Let’s ditch our wastepaper baskets and encourage uncluttered desks and the use of tablets and PC screens rather than paper print-outs. We can work on wipeable brainstorming boards and give presentations on giant screens rather than using paper flipcharts.
We also recommend ideas such as virtual and centralised or digitised know your customer (KYC) procedures. And finally, let’s also consign paying by cheque to the past and instead encourage electronic payment, which is faster and safer as well as being an environmentally friendly practice.
Wellbeing and a better work-life balance
Members of Gen Z and millennials are clearly keen to strike a better balance between their work and private lives. To this end, process automation will help reduce the time spent on repetitive and time-consuming tasks, leaving them free to focus their efforts on value-adding activities.

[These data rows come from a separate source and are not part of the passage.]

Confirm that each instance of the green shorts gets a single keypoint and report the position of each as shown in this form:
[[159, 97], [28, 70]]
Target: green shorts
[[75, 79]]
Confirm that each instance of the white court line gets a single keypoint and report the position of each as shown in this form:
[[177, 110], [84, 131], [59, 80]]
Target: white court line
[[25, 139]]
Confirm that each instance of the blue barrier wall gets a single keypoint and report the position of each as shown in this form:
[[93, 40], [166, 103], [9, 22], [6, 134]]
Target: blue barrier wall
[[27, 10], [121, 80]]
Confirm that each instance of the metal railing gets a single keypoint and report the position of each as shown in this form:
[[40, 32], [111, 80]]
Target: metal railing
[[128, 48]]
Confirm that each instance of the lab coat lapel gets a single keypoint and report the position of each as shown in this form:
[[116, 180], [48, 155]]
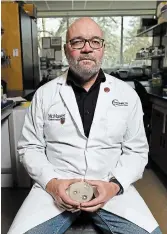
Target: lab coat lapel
[[103, 101], [68, 97]]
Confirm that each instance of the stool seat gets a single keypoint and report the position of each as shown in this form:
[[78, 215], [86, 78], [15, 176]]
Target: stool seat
[[83, 225]]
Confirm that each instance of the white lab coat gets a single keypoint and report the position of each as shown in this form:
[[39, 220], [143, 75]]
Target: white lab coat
[[116, 146]]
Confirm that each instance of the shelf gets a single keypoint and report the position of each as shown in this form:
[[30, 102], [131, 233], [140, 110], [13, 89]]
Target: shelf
[[151, 57], [156, 30]]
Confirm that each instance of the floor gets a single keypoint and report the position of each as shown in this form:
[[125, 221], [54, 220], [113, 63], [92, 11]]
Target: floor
[[153, 188]]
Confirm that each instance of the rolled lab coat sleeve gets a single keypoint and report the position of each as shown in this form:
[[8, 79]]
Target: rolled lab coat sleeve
[[134, 157], [31, 146]]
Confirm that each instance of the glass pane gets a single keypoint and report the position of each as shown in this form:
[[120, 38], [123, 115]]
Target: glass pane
[[52, 27], [112, 34], [133, 44]]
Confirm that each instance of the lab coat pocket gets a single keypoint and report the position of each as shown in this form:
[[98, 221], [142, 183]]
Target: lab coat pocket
[[116, 126]]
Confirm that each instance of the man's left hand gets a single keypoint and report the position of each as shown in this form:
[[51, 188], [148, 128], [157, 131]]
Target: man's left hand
[[105, 191]]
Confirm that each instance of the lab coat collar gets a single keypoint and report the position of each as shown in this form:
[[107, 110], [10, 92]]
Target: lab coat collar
[[69, 99]]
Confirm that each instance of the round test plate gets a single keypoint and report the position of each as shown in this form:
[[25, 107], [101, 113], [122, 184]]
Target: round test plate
[[81, 191]]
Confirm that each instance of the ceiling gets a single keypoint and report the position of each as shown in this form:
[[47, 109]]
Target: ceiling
[[93, 8]]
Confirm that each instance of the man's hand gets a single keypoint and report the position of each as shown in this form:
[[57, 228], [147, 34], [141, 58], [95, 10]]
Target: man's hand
[[105, 191], [57, 188]]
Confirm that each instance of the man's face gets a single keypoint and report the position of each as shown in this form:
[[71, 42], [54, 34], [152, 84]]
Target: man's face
[[84, 62]]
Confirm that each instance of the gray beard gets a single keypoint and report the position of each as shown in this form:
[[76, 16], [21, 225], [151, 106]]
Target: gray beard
[[84, 74]]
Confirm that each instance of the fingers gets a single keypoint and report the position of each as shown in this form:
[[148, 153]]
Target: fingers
[[92, 209], [65, 206], [66, 199], [72, 181], [93, 182], [61, 202], [94, 202]]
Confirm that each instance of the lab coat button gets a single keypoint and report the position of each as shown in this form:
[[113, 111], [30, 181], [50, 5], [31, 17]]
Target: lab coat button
[[106, 89]]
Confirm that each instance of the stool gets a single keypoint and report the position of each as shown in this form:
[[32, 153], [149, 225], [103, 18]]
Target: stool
[[83, 225]]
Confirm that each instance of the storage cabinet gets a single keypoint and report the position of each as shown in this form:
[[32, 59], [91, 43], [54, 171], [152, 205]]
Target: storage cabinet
[[158, 141]]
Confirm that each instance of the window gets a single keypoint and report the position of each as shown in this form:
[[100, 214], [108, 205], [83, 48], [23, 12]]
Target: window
[[111, 26]]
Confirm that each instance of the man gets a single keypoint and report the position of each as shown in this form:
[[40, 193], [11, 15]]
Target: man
[[84, 125]]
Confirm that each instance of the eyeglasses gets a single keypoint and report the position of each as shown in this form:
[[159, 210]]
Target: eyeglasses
[[79, 43]]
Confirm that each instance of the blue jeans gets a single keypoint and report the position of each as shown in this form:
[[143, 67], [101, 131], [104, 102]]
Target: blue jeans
[[106, 221]]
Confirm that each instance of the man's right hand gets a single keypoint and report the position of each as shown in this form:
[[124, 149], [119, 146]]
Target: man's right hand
[[57, 188]]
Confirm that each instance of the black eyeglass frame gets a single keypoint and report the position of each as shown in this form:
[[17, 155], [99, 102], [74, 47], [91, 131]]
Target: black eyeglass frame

Companies adopting a CSR policy will also see improvements in staff attitude, behaviour and well-being. Driving people towards burnout never pays in the long term. Efficiency can be improved simply by improving the working environment and numerous studies indicate that wellbeing and productivity are not incompatible. In fact, they are often linked.
Zero CO2 emissions: the ‘little things’ we tend to forget
Let’s works towards significantly reducing our levels of CO2. For instance, we can opt for a telephone or video conferencing to avoid unnecessary or repeated travel. And in the same vein, we can favour e-learning over courses held all over the world. We should also encourage our teams to travel to meetings, courses and events by public transport. If cars are still the preferred choice, we should encourage car-sharing. Home-working can also be encouraged, to a certain extent, aided by technology to limit wasted time and energy.
Treasurers should encourage staff to use less paper, to recycle, opt to work with more responsible banks and encourage solutions based on blockchain technology or its derivatives, including Distributed Ledger Technology (DLT), such as HyperLedger, and smart contracts.
The use of platforms – the internet and virtual solutions – all adds up to making a number of small but collectively beneficial actions every single day. We can be part of the solution at our own humble level, however minimal these actions may be.
I am not suggesting treasurers alone can implement enough environmental practices to earn their company ‘Global Compact’ status – a United Nations’ certification that involves CSR and reporting. Nor am I saying all businesses should use green indexes such as Sedex, or implement the One Report method – although that will be compulsory eventually.
But what I am saying is that treasurers should at least recommend such activities.